Lo cierto es que convirtió la calle en su oficina hace ya más de diez años.

– A la calle salí por necesidad – recuerda. – Después ha resultado que se me da bien y sigo con eso.

No tiene que ser fácil pasar tanto tiempo lejos de casa. Él luce afligido al comentárselo y su mirada lo corrobora. Tampoco puede resultar demasiado sencillo estar las cinco, seis o, incluso, ocho horas al día que Tsvetan permanece estático, en mitad de una travesía cualquiera, tapado hasta las cejas, sin refugio para el calor ni para el frío y soportando, alguna que otra vez, las chifladuras de aquellos chiflados que dice conocer.

– Bueno, si lo pudiera hacer cualquiera yo me moriría de hambre.

Es verdad. Aunque el oficio puede sonar suculento dado su altísimo rendimiento económico. Tan alto que habrá quien se plantee cambiar de trabajo, pero para eso hay que estar hecho de otra pasta. De la que está hecho Tsvetan no parece que la vendan en ningún supermercado. Búlgaro graduado como ingeniero electrónico por la Universidad de Oslo.

– Era la única manera de trabajar en Europa – comenta del traslado.

Payaso noctámbulo en época universitaria.

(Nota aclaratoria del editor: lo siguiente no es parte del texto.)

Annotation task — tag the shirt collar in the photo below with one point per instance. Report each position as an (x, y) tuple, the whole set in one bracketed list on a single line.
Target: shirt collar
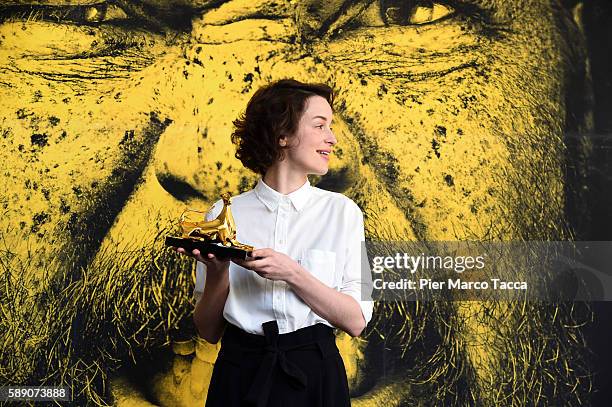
[(270, 197)]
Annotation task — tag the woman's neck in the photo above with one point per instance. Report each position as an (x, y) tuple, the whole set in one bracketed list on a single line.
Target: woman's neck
[(284, 182)]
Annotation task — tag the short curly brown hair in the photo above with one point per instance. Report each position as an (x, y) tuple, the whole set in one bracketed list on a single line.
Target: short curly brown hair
[(273, 112)]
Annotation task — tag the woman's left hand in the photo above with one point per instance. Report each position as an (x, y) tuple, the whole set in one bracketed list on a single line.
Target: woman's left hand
[(270, 264)]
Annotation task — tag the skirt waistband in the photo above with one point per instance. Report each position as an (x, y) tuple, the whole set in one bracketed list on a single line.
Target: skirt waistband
[(237, 344), (304, 336)]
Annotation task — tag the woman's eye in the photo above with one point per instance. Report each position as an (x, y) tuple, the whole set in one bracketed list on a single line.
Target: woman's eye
[(89, 14), (386, 13), (406, 12)]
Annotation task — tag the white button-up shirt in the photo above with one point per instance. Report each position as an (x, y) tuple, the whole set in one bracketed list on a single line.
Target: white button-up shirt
[(321, 230)]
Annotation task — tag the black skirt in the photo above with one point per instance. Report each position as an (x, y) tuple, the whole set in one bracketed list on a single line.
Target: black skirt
[(300, 368)]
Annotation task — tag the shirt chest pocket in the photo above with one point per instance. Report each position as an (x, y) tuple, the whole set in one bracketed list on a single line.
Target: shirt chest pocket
[(321, 264)]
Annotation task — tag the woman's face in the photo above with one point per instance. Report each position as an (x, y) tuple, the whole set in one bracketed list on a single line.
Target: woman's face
[(311, 146)]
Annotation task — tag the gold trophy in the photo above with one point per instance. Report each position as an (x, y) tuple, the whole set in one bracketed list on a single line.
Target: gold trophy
[(217, 236)]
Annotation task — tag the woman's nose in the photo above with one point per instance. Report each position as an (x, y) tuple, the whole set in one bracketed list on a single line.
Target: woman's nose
[(331, 138)]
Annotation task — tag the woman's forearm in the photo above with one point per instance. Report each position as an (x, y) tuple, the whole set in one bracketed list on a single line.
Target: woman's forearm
[(208, 313), (341, 310)]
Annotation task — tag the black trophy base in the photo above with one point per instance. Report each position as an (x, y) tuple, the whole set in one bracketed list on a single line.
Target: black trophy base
[(205, 248)]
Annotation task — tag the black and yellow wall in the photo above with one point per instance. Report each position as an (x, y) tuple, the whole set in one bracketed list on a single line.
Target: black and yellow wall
[(456, 120)]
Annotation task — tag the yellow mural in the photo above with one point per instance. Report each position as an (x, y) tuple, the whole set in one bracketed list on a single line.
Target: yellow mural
[(116, 116)]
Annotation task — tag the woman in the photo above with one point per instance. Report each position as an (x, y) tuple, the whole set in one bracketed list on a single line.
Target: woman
[(276, 310)]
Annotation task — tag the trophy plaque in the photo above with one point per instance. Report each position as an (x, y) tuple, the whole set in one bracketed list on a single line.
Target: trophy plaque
[(217, 236)]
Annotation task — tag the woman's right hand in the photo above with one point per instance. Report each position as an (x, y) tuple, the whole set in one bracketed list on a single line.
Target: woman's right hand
[(213, 263)]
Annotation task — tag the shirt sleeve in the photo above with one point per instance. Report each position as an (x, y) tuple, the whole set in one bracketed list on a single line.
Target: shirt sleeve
[(201, 267), (356, 277)]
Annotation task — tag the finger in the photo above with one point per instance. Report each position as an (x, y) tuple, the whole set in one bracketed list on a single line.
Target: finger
[(261, 252)]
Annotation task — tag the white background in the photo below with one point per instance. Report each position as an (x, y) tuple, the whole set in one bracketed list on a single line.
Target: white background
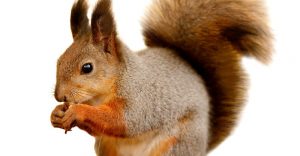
[(34, 33)]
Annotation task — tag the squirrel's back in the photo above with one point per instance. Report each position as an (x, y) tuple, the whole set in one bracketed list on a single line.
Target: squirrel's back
[(212, 35)]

Que no habrá quien se salve de hacer el payaso en las noches universitarias, pero la mayoría lo hacen gratis y Tsvetan trabajaba en discotecas de Oslo como animador de nariz rojiza para pagar sus estudios. Un payaso con una peculiar afición: el parapente.

– Los últimos dos años empecé a hacer windsurf – También. ¿No hay hobbies menos extraordinarios, Tsvetan?

Pero es que nada de ordinario tiene la vida de este hombre. Es tan poco habitual que escucharle es dar un paseo por la acera que separa la ficción de la realidad. No saber si lo que cuenta es eso, un cuento, o si es la historia de vida más espectacular que uno pueda encontrarse por esta pequeña ciudad. Que los países que menciona no sean de distintos hemisferios no es relevante. Que no quede certeza de que verdaderamente viva sólo en verano y en primavera da igual. Pedir una demostración de su amplio conocimiento de idiomas no tiene ningún sentido. Es mejor así, que su historia quede en el aire. Esperar a que regrese con los brazos abiertos y mirarle hacer. O no hacer, porque puede que el suyo sea el único oficio en el que hacerlo bien signifique no moverse ni un centímetro. Y que sus ingresos anuales no sirvan de aliciente para que los agarrados al bolsillo no suelten un triste céntimo.

¡Y échenle una monedita a este genio, señores! Que él les responderá con una sonrisa de carbón, sujetando su antorcha con cuidado de no quemarles y esperando paciente a que termine su jornada para quitarse la pintura y, con el rostro lavado, regresar al fin con su familia.